Nos últimos anos, o Sinpro-RS vem realizando
várias ações para alertar a
sociedade e o
governo sobre a seriedade dessa situação
no
que diz respeito à qualidade do ensino
ofertado por essas instituições que
estão se
espalhando rapidamente no país. Em 2006,
junto com outras entidades do Rio Grande
do Sul, a direção do sindicato participou
da
elaboração e entrega do Manifesto em
Defesa
da Qualidade da Educação no RS, para
o ministro da Educação, Fernando Haddad,
no final de dezembro de 2006. Além do
pedido de maior fiscalização nas instituições,
o documento solicitou critérios legais
mais firmes para a abertura dos pólos, o que
foi conteúdo da Portaria Nº 2, de 10
de
janeiro de 2007.
SEMINÁRIO – O processo de contração
dos professores que atuam nessa modalidade é
outra questão que vem sendo
debatida pelo Sindicato.

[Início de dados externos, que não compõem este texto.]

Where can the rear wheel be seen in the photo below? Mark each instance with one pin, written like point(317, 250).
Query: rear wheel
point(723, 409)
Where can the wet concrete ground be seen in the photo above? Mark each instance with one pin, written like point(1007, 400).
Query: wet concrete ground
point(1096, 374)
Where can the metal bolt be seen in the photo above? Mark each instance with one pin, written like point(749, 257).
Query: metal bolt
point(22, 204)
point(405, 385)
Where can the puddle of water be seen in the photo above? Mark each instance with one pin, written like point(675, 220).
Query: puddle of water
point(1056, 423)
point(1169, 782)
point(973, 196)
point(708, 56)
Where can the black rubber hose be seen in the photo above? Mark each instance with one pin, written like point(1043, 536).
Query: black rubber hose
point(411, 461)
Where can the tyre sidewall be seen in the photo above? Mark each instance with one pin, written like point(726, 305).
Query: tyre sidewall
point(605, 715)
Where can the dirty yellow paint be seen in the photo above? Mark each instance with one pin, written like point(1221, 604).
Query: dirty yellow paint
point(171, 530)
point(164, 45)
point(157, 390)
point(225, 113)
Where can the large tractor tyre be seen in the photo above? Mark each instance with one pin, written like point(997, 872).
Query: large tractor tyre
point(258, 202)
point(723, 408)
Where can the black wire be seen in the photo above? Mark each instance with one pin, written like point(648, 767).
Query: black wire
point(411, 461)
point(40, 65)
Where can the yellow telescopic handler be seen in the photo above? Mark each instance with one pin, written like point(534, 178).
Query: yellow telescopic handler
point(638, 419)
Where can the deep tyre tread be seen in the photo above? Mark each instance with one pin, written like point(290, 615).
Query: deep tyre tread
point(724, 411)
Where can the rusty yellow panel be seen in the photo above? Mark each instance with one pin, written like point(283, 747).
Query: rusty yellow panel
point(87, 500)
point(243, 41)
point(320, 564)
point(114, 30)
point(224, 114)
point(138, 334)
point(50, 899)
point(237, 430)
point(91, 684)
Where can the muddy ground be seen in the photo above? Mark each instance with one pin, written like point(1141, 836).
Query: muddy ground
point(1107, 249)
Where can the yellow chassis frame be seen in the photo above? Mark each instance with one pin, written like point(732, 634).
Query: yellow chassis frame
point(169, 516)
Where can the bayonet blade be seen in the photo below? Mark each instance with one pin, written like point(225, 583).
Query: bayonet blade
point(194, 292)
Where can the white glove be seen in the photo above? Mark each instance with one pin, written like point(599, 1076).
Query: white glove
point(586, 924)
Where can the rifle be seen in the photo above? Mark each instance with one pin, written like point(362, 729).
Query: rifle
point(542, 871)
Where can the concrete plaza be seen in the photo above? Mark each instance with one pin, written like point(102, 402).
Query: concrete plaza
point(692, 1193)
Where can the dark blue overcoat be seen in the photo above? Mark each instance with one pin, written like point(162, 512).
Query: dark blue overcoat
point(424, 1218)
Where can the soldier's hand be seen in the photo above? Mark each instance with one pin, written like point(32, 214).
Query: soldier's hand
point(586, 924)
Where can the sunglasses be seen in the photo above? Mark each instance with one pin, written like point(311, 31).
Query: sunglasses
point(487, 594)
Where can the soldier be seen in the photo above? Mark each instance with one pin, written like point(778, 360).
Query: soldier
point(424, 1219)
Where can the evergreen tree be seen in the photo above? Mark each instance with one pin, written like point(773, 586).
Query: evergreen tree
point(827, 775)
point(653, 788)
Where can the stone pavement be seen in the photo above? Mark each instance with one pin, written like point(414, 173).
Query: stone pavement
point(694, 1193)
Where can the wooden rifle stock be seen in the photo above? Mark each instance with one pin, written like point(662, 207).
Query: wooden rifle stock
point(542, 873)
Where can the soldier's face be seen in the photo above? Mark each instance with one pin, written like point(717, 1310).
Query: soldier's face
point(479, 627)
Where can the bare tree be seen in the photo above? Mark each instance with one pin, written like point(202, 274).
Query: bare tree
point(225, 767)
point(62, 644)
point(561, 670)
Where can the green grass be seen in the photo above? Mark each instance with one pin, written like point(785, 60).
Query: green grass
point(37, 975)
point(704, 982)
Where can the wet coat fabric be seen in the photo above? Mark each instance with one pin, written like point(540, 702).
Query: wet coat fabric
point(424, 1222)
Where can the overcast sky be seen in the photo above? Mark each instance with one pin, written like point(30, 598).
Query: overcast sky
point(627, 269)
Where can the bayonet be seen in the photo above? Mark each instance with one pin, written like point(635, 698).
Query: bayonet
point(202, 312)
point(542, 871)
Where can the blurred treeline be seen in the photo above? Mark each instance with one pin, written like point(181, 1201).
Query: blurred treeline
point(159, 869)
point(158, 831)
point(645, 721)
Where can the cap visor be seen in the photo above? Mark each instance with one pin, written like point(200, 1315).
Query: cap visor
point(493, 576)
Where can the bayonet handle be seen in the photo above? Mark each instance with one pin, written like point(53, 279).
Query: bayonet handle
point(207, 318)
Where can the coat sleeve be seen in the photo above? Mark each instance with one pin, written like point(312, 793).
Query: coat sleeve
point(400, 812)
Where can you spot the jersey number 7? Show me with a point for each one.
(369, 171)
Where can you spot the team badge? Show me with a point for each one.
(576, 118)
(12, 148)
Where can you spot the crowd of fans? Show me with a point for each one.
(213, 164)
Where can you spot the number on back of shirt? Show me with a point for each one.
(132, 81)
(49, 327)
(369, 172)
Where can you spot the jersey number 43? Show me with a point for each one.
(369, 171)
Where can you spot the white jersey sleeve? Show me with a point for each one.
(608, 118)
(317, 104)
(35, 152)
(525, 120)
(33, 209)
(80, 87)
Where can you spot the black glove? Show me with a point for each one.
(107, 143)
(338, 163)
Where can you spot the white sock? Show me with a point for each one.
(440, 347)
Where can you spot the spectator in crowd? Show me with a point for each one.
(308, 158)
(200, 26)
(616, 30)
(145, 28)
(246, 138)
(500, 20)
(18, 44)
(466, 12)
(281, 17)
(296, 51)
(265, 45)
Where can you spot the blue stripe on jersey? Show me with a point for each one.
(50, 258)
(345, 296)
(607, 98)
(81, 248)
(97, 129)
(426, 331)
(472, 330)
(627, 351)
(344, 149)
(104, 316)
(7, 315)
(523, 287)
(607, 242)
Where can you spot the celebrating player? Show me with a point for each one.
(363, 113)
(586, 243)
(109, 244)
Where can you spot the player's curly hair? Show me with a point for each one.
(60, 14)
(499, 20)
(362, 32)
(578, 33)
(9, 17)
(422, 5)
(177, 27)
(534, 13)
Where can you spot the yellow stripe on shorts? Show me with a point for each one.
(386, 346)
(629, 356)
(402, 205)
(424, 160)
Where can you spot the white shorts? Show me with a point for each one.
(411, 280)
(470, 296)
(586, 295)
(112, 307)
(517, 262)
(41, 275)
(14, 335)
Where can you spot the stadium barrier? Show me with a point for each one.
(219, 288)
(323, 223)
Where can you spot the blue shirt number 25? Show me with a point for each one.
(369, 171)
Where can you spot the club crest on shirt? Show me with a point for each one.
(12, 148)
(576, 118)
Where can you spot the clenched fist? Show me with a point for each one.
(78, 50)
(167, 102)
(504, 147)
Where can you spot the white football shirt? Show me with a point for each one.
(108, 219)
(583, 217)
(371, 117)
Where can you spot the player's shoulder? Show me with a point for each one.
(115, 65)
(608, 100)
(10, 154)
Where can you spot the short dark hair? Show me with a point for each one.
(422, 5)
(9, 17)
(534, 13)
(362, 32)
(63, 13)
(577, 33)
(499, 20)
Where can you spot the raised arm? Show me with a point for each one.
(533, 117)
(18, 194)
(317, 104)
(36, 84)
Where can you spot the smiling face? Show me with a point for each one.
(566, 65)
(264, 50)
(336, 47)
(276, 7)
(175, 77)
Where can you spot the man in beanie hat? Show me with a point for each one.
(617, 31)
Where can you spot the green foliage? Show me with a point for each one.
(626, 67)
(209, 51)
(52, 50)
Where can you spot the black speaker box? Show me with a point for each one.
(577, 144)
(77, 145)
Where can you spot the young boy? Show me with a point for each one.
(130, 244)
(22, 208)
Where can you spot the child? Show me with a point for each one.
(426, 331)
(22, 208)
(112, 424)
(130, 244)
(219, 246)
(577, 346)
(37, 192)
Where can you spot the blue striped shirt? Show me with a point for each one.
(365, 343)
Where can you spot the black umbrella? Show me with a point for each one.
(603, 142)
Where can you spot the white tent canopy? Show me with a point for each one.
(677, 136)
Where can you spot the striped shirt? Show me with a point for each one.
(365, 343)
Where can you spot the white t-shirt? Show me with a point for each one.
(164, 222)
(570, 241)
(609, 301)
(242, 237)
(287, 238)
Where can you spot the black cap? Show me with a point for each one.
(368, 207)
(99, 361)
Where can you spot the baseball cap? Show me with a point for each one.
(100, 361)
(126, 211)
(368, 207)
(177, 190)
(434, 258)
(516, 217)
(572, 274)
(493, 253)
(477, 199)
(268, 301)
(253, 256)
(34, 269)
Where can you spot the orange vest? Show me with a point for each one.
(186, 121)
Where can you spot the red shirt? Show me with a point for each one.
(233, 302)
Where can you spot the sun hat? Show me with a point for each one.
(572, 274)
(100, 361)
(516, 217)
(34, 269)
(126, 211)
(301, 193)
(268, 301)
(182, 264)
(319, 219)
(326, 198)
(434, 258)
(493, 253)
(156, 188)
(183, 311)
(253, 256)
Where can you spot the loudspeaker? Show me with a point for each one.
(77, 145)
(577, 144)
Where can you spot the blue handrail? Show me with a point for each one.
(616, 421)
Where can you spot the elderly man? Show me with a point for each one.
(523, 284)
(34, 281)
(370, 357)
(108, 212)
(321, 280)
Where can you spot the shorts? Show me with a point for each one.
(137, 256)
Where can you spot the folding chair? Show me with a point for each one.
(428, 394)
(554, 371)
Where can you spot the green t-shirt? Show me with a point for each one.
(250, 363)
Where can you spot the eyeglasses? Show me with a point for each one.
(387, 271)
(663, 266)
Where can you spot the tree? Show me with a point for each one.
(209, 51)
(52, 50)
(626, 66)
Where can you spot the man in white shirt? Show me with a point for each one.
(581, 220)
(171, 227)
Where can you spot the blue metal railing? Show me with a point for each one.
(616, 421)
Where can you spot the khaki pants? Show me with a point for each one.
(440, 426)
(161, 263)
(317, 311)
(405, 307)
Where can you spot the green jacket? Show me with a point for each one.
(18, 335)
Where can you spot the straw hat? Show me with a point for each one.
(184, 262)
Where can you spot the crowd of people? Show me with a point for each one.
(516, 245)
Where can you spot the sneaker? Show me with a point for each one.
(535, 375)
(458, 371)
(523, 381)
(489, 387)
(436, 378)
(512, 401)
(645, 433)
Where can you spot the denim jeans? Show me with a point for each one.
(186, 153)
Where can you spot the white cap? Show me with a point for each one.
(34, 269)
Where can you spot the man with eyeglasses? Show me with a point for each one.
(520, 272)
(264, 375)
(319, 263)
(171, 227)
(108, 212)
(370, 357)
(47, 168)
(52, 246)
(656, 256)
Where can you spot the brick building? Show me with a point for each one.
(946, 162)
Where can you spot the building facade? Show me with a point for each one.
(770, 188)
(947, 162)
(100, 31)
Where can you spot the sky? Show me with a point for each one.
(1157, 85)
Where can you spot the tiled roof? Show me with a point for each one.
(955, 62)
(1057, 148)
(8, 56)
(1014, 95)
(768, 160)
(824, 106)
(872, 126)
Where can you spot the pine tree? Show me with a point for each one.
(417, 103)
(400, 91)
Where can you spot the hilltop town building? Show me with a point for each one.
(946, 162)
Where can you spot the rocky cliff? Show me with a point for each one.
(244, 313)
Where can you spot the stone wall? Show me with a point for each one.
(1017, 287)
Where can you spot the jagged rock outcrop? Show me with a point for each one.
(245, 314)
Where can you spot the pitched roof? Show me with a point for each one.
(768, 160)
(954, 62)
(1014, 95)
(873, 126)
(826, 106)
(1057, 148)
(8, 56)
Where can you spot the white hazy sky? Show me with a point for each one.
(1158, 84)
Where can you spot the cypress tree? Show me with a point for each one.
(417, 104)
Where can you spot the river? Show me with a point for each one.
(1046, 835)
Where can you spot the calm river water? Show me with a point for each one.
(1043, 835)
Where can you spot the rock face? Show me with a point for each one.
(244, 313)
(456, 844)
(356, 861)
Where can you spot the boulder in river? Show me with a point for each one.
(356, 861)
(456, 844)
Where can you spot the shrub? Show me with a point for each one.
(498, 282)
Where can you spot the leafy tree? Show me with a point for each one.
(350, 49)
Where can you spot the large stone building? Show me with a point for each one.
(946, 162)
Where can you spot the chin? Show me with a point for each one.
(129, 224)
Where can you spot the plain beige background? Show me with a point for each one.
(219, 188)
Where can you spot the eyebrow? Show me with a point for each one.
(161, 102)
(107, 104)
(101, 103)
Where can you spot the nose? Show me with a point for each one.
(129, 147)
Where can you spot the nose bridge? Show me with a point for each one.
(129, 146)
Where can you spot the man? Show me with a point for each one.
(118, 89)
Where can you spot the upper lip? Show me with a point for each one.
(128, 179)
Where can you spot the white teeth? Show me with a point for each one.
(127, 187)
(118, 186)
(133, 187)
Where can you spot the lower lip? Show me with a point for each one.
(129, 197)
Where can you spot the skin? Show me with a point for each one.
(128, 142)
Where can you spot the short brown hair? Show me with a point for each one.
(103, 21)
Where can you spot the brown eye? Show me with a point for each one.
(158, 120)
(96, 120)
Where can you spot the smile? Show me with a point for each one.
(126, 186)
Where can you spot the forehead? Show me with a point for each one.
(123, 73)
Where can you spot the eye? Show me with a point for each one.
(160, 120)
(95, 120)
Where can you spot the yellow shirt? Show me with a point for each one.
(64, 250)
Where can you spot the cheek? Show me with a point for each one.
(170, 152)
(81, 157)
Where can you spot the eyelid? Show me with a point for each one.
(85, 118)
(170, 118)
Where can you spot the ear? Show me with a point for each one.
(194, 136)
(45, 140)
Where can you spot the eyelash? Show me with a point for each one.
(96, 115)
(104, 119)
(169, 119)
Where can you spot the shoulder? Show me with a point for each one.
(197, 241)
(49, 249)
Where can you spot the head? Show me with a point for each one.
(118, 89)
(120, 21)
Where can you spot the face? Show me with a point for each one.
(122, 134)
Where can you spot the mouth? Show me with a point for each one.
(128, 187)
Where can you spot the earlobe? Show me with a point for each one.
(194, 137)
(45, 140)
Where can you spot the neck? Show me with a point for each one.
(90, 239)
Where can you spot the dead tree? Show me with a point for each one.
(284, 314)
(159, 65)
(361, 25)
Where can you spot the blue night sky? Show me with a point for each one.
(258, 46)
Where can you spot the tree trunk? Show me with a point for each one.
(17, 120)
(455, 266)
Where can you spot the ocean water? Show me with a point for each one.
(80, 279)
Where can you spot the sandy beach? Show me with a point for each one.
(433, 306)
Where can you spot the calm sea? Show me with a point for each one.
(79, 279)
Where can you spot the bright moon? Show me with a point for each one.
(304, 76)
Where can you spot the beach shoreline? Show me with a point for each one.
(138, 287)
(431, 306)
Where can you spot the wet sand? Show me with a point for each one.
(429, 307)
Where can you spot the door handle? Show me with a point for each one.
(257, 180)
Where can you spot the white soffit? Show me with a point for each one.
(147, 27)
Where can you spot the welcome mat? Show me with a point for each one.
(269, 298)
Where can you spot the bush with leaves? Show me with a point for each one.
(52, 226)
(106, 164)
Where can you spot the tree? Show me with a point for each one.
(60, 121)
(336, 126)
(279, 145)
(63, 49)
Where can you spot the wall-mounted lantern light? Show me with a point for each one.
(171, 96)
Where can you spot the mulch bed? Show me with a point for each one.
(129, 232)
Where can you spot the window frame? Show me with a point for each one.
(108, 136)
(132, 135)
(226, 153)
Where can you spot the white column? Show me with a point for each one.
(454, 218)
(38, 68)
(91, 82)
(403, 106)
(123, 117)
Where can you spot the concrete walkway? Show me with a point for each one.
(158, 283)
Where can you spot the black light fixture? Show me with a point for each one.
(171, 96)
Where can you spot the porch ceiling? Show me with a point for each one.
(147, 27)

No próximo dia 8
de dezembro, o Sinpro/RS promove um Seminário
sobre Educação a Distância. Além
de debater sobre a explosão da oferta, avaliação
e expectativas, os direito dos docentes
também estarão na pauta. As propostas
elencadas no encontro serão integradas à pauta
de negociação de 2008 entre Sinpro/Sinepe.
Mais detalhes sobre o evento na
página 16 desta edição.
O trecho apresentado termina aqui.